Roman Vlasov çocukluğundan itibaren Olimpiyat altınlarına gitti. 6 Ekim 1990'da Novosibirsk'te doğdu. Erken yaşlardan itibaren, çocuk babasız büyüdü. Bazen ailede para ile ilgili sorunlar vardı. Roman, buzdolabının boş olduğu günlerin olduğunu hatırladı. Ancak bu tür zorluklar sadece sporcunun iradesini güçlendirdi. Sloganı, sevgili yazarı Ernest Hemingway'in kült romanından gelen ifadeydi: "İnsan yenilgiye uğramak için yaratılmadı." Roman, herhangi bir başarısızlığı, hatalarını hesaba katmak ve gelecekte düzeltmek için bir fırsat olarak algıladığını açıklıyor.

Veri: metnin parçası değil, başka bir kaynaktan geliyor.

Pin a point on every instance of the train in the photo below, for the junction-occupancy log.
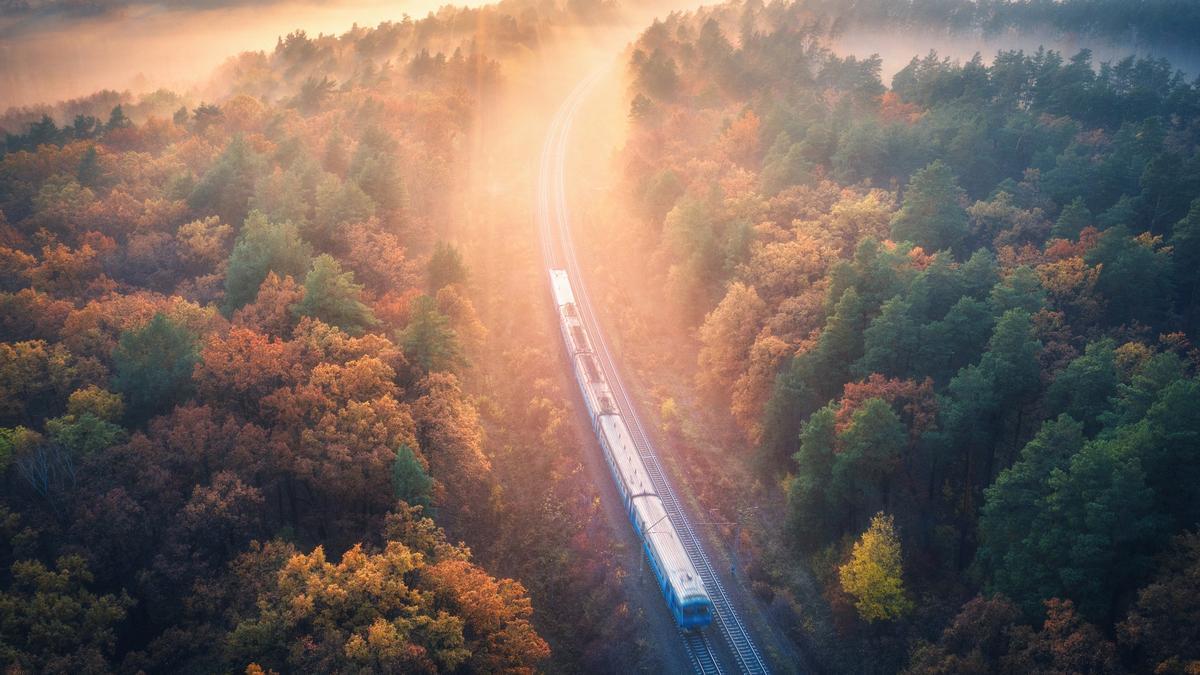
(677, 577)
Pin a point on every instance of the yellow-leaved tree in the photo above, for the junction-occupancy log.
(874, 573)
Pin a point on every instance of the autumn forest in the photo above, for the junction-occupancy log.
(909, 327)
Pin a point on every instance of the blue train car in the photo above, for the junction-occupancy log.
(677, 578)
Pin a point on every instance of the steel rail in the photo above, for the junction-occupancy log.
(552, 209)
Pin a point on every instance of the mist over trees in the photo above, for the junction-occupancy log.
(279, 394)
(959, 302)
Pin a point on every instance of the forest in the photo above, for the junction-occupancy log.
(280, 390)
(952, 320)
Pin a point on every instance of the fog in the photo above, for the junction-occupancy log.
(145, 47)
(895, 48)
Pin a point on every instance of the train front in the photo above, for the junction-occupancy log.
(695, 611)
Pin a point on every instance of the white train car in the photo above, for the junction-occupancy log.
(677, 577)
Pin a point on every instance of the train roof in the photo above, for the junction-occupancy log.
(652, 517)
(562, 286)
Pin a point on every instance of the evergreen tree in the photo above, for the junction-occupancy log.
(429, 340)
(411, 479)
(333, 297)
(262, 248)
(931, 215)
(153, 366)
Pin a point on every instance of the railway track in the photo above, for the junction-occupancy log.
(553, 215)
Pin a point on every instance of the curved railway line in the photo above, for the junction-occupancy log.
(553, 217)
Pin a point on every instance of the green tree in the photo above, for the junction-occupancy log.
(1072, 220)
(1014, 502)
(445, 267)
(333, 297)
(53, 623)
(1186, 264)
(411, 479)
(889, 342)
(810, 513)
(1135, 276)
(1085, 387)
(262, 248)
(153, 366)
(931, 215)
(429, 340)
(874, 573)
(870, 454)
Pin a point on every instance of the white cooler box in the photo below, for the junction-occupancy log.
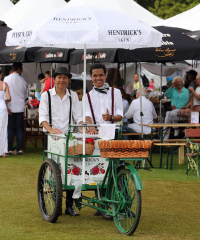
(95, 168)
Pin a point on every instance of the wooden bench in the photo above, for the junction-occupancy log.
(193, 156)
(171, 143)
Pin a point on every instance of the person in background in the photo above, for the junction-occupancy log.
(42, 79)
(179, 97)
(19, 97)
(185, 112)
(151, 84)
(4, 98)
(190, 79)
(79, 92)
(125, 106)
(149, 114)
(136, 84)
(49, 83)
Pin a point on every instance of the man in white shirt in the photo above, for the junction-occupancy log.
(19, 96)
(60, 114)
(103, 103)
(100, 111)
(148, 110)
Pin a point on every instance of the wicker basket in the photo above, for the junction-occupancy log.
(78, 149)
(124, 148)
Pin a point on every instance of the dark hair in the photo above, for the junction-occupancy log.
(41, 76)
(97, 66)
(48, 72)
(16, 66)
(122, 91)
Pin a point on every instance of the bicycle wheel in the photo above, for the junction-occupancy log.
(49, 191)
(103, 214)
(129, 204)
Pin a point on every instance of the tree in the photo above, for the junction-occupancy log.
(145, 3)
(169, 8)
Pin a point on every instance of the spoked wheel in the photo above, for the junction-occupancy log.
(50, 190)
(103, 214)
(129, 203)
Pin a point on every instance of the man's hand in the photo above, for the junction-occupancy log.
(173, 107)
(106, 116)
(55, 131)
(28, 105)
(9, 111)
(191, 89)
(92, 131)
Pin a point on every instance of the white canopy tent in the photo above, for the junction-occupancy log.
(27, 9)
(5, 6)
(186, 20)
(129, 7)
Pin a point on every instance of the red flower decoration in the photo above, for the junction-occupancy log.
(89, 141)
(95, 170)
(35, 103)
(76, 171)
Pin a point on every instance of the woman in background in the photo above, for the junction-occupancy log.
(4, 98)
(47, 85)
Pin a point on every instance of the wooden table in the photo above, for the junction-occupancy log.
(165, 125)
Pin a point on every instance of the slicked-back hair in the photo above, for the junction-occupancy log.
(16, 66)
(97, 66)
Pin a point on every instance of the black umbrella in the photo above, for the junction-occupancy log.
(18, 54)
(175, 47)
(94, 55)
(3, 32)
(48, 54)
(193, 34)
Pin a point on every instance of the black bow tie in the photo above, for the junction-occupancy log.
(102, 90)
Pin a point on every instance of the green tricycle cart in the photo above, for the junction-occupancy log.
(115, 181)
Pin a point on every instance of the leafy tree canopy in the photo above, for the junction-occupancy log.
(169, 8)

Belki de bu yüzden bugün genç adam Greko-Romen tarzının en güçlü savaşçılarından biri olarak kabul edilir. Ve spor bölümüne güreşle uğraşan ağabeyi Artem tarafından getirildi, spor ustasıydı ve bu sporda gençler arasında Rus şampiyonluğunu kazandı. Roman kardeşinin ona nasıl dediğini hatırlıyor: "Kesinlikle bir şampiyon olacaksın." Ve oldu ve Vlasov'un birçok şampiyonluğu var.
Örneğin, 2011 yılında Tyumen'deki Rus Greko-Romen Güreş Şampiyonası'nın altın madalyası oldu. Daha sonra aynı yıl Dortmund'daki Avrupa Şampiyonalarında bronz madalya kazandı. Bu turnuvada yaptığı hatalardan sonuç çıkaran Vlasov, Eylül ayında İstanbul'daki Dünya Şampiyonalarında altın madalya aldı. Sonra Roma'nın kazanan olduğu başka başarılı turnuvalar da vardı. Rus sporcunun en yüksek ödülü kazandığı 2012 yılında Avrupa Şampiyonası da dahil.
Ve son olarak, Londra'daki Yaz Olimpiyatları'nda hak ettiği bir zafer. Ödülün hemen ardından Roman, Olimpiyat şampiyonu olduğunu henüz tam olarak anlamadığını itiraf etti. Altın madalya almayı umarak yarışmaya gitti. Vlasov, Olimpiyatlardan sonra biraz rahatlamayı planladığını ve daha sonra antrenmana devam edeceğini söyledi. Sonuçta, yeni zaferlere gitmeli.